Ingredients
The following ingredients have 4 Servings
- 1 egg + 1 egg white*
- 1/2 cup (2oz /57g) confectioners swerve*
- 1/4 cup (2½ oz/71g) unsweetened almond butter, (cashew butter or tahini)
- 2 tablespoons coconut oil, (ghee, or butter, melted and slightly cooled )
- 2 teaspoons vanilla extract
- 3/4 cup (3oz/85g) almond flour
- 1/4 cup (1¼oz/35g) coconut flour
- 1/4 teaspoon baking soda
- 1/4 teaspoon salt
- 1 cup (2oz /57g) rolled oats
- 3/4 cup (4½ oz/128g) chopped sugar free chocolate, (or chocolate chips)
- 1/3 cup (1½oz/43g) hazelnuts, (toasted and chopped)
- 1/3 cup (1oz/28g) shredded coconut, (unsweetened )

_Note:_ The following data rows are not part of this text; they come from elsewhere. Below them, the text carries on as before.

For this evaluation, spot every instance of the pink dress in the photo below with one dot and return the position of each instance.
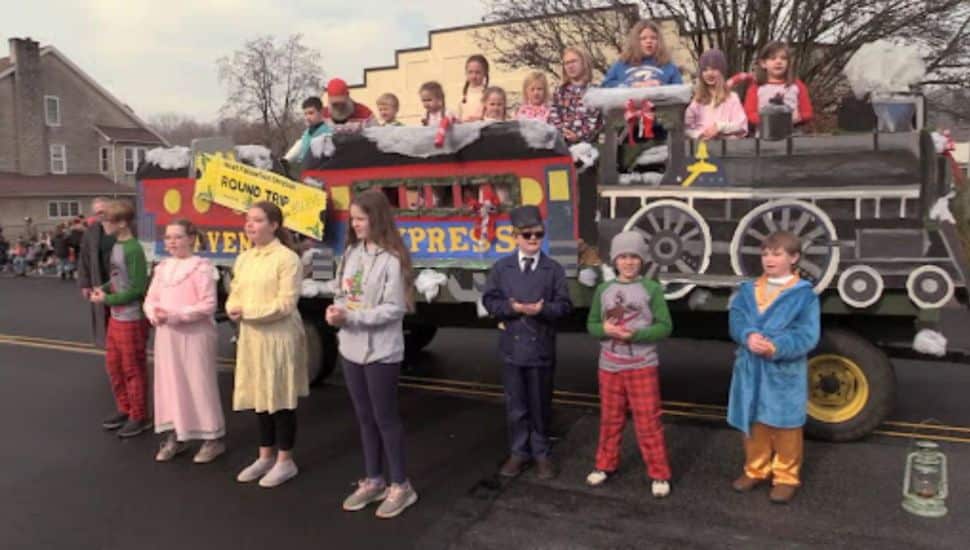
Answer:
(186, 388)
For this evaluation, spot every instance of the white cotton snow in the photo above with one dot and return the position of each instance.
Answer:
(941, 209)
(930, 342)
(538, 134)
(588, 277)
(418, 141)
(884, 68)
(172, 158)
(255, 155)
(322, 146)
(615, 98)
(584, 154)
(653, 155)
(429, 282)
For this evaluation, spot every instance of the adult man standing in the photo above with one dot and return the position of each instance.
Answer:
(342, 113)
(92, 266)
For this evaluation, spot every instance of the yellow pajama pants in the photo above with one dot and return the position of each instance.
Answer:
(775, 453)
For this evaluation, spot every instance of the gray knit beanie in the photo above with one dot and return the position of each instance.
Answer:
(628, 242)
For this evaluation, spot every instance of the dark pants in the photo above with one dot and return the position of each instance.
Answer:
(277, 429)
(528, 408)
(373, 389)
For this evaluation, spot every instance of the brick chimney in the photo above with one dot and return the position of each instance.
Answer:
(32, 154)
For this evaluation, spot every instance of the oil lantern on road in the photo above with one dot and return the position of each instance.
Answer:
(924, 483)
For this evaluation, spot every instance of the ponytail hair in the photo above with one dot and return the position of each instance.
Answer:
(480, 59)
(275, 215)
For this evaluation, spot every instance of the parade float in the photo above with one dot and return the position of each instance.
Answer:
(879, 243)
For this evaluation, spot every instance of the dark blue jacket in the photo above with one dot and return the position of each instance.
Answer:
(527, 341)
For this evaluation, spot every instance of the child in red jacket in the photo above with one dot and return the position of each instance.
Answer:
(776, 81)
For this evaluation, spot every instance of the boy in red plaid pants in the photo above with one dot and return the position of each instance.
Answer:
(127, 328)
(629, 315)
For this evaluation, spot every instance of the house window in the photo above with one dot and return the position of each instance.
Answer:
(63, 209)
(134, 156)
(105, 160)
(58, 159)
(52, 110)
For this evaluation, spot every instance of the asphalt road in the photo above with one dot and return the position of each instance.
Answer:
(67, 484)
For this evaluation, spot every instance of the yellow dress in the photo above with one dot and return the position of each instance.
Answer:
(271, 353)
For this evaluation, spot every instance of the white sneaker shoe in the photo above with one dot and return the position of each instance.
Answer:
(255, 470)
(279, 474)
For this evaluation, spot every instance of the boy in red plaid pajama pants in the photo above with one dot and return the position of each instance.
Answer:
(127, 328)
(629, 315)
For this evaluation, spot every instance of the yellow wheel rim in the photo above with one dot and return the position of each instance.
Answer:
(837, 388)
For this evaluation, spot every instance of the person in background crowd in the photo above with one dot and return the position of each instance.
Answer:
(776, 82)
(645, 60)
(476, 80)
(271, 356)
(376, 289)
(433, 100)
(127, 334)
(92, 266)
(526, 293)
(494, 104)
(342, 113)
(387, 108)
(577, 122)
(315, 126)
(715, 112)
(535, 98)
(180, 303)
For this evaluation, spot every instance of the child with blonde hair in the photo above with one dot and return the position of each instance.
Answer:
(715, 110)
(494, 104)
(535, 98)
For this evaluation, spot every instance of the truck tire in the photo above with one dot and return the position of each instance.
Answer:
(321, 352)
(851, 387)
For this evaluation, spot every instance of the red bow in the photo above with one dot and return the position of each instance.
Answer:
(644, 115)
(739, 78)
(439, 136)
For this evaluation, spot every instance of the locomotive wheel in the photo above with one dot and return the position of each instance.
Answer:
(678, 240)
(321, 352)
(820, 251)
(851, 387)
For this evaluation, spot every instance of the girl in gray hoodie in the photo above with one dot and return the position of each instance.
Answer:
(374, 292)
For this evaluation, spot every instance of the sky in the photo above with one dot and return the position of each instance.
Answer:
(160, 56)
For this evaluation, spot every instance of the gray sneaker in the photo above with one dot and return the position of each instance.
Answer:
(367, 491)
(398, 498)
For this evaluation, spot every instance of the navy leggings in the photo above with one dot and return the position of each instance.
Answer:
(373, 389)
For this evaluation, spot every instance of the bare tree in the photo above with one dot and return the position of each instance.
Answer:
(823, 33)
(267, 81)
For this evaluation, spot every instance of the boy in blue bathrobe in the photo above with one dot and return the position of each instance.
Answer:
(527, 293)
(775, 322)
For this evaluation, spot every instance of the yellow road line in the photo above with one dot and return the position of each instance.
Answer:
(468, 388)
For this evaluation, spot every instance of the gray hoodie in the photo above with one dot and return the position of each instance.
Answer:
(371, 290)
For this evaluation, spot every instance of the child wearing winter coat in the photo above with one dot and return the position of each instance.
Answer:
(776, 82)
(715, 111)
(775, 322)
(629, 316)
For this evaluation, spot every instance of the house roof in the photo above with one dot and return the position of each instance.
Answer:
(7, 68)
(127, 135)
(16, 185)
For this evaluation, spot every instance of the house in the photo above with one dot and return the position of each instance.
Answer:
(64, 139)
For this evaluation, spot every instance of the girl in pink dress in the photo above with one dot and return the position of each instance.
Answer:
(180, 304)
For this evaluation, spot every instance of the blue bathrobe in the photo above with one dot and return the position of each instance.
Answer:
(772, 391)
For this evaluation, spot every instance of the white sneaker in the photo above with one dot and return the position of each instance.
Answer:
(255, 470)
(597, 478)
(279, 474)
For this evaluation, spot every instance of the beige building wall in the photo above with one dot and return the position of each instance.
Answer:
(443, 60)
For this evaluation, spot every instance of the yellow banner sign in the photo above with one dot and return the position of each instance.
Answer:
(238, 186)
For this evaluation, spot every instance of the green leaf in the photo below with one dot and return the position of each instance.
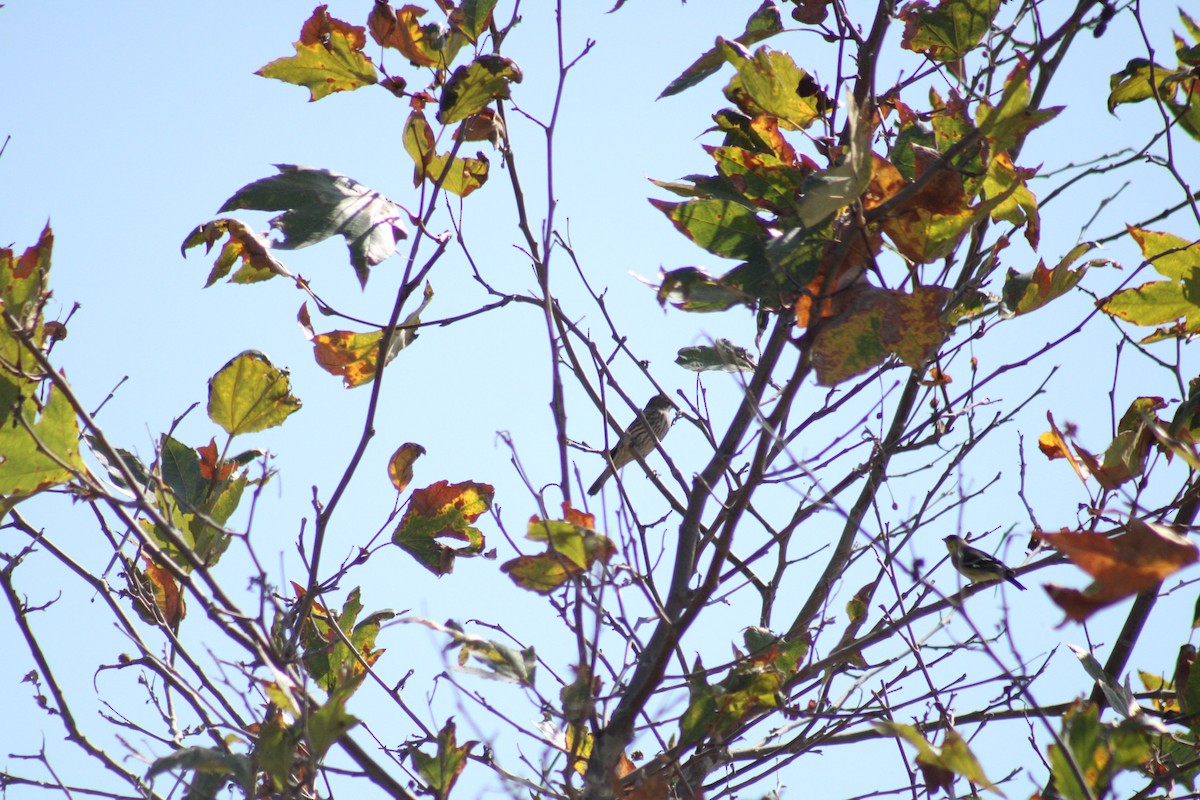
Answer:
(723, 355)
(329, 58)
(442, 770)
(328, 723)
(1027, 292)
(39, 446)
(723, 228)
(1176, 300)
(875, 324)
(951, 30)
(462, 175)
(180, 468)
(1137, 82)
(768, 83)
(763, 23)
(327, 657)
(474, 85)
(443, 511)
(318, 204)
(211, 770)
(954, 755)
(250, 394)
(763, 179)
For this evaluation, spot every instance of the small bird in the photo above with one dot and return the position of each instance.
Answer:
(640, 438)
(976, 565)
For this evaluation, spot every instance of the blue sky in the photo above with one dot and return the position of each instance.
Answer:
(132, 124)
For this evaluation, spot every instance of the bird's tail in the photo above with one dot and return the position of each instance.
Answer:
(604, 476)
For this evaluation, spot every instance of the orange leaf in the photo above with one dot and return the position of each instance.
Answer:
(400, 465)
(1127, 564)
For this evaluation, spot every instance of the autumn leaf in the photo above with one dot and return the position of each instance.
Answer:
(573, 547)
(24, 286)
(1127, 564)
(250, 394)
(875, 324)
(329, 58)
(459, 175)
(473, 86)
(327, 659)
(1027, 292)
(257, 263)
(721, 227)
(1157, 302)
(443, 511)
(424, 46)
(953, 756)
(355, 356)
(400, 465)
(766, 83)
(39, 446)
(442, 769)
(951, 30)
(763, 23)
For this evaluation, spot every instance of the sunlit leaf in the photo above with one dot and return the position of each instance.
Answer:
(879, 323)
(457, 175)
(1140, 79)
(1020, 206)
(257, 263)
(328, 722)
(1127, 564)
(39, 446)
(953, 755)
(473, 86)
(329, 58)
(424, 46)
(1098, 751)
(318, 204)
(250, 394)
(400, 465)
(763, 23)
(328, 660)
(443, 511)
(472, 17)
(1006, 124)
(354, 356)
(951, 30)
(767, 83)
(723, 228)
(690, 288)
(1031, 290)
(442, 769)
(1175, 300)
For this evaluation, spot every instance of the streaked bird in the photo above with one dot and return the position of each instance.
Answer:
(640, 438)
(976, 565)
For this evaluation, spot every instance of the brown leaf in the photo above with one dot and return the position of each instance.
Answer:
(1127, 564)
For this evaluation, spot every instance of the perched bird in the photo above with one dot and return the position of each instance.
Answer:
(976, 565)
(640, 438)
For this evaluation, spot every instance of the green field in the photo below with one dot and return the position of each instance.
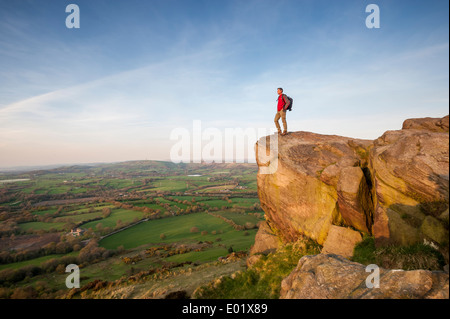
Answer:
(52, 200)
(41, 226)
(178, 229)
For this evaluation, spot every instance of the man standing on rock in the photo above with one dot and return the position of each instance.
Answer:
(283, 104)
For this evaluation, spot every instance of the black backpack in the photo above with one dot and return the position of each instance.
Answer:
(290, 104)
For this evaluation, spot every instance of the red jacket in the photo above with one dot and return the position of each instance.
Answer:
(282, 101)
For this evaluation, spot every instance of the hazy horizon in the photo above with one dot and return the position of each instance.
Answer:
(114, 89)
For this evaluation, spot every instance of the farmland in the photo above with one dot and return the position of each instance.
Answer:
(121, 219)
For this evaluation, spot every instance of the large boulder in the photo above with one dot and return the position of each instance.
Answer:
(341, 241)
(329, 276)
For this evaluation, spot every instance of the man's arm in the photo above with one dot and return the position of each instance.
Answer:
(287, 102)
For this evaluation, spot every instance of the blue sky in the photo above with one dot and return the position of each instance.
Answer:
(114, 89)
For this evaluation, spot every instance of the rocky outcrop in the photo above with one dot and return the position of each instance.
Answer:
(341, 241)
(411, 177)
(395, 188)
(329, 276)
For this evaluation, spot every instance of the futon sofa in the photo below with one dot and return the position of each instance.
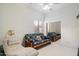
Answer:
(35, 40)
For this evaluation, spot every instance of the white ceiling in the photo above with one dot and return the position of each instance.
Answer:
(37, 7)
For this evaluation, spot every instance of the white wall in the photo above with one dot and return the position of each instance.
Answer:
(69, 24)
(18, 17)
(54, 27)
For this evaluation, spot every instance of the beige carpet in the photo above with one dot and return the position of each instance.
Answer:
(57, 49)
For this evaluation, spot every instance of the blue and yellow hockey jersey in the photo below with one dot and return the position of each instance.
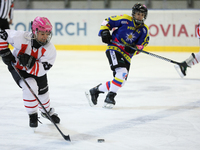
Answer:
(125, 31)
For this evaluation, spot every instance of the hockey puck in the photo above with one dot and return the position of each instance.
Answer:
(100, 140)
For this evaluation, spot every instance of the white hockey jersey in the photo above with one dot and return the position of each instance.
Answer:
(45, 55)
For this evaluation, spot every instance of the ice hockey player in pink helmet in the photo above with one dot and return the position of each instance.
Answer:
(41, 24)
(33, 55)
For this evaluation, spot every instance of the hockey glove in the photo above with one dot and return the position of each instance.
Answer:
(3, 35)
(131, 49)
(26, 60)
(7, 56)
(106, 37)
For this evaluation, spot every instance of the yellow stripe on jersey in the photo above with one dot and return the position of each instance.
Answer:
(122, 52)
(117, 17)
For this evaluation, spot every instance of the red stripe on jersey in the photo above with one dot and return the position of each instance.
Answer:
(34, 54)
(29, 100)
(119, 85)
(31, 106)
(1, 43)
(23, 48)
(37, 68)
(4, 47)
(44, 107)
(46, 102)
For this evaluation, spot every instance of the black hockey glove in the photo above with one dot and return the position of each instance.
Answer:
(106, 37)
(130, 49)
(7, 56)
(3, 35)
(26, 60)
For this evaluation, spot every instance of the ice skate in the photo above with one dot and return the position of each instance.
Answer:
(92, 95)
(52, 114)
(109, 101)
(33, 122)
(181, 69)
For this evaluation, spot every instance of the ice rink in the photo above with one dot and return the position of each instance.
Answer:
(155, 110)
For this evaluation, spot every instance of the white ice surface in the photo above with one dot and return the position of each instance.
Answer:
(155, 110)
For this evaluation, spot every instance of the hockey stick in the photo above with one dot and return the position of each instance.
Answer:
(66, 137)
(151, 54)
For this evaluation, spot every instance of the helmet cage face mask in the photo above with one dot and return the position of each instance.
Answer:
(41, 24)
(142, 9)
(42, 43)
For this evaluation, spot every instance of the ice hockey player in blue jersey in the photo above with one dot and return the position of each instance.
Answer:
(128, 30)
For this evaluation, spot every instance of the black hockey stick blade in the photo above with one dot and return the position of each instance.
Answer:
(67, 138)
(151, 54)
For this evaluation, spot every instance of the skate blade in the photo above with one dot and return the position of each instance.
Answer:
(177, 67)
(108, 106)
(87, 94)
(34, 129)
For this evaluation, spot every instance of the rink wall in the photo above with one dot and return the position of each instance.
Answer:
(170, 30)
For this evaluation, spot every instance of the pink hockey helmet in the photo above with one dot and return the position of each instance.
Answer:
(42, 24)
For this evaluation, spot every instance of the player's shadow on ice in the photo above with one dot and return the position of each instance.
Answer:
(135, 122)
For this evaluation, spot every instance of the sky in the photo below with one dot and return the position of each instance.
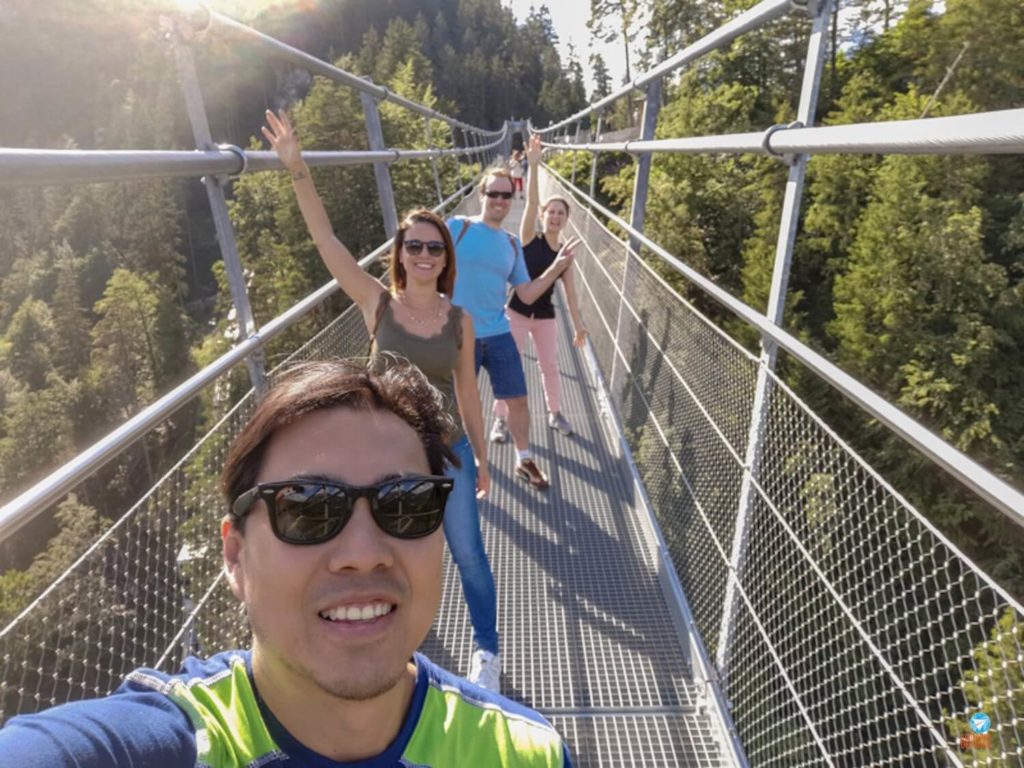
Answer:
(569, 18)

- 1/3 cup (1½oz/43g) dried cherries, (or any other dried fruit )
Instruction
- Preheat oven to 350°F (180°C) then line a cookie sheet with parchment paper and set aside.
- In a large bowl, whisk together the eggs, swerve, nut butter, melted coconut oil, and vanilla extract
- Add the almond flour, coconut flour, baking soda, and salt to the wet ingredients and mix until a thick dough comes together.
- Lastly, fold in the oats, chocolate chunks, nuts, coconut, and dried fruit then allow the dough to sit for 5-10 minutes at room temperature.
- Roll the dough into heaped tablespoon sized balls and place them on the prepared cookies sheet about 1 1/2 inches. Gently press them down into 1 inch thick discs.
- Bake the cookies for 10-12 minutes until edges are just slightly golden.
- Store at room temperature for up to 3 days. You can also freeze the raw dough scooped for up to 4 weeks.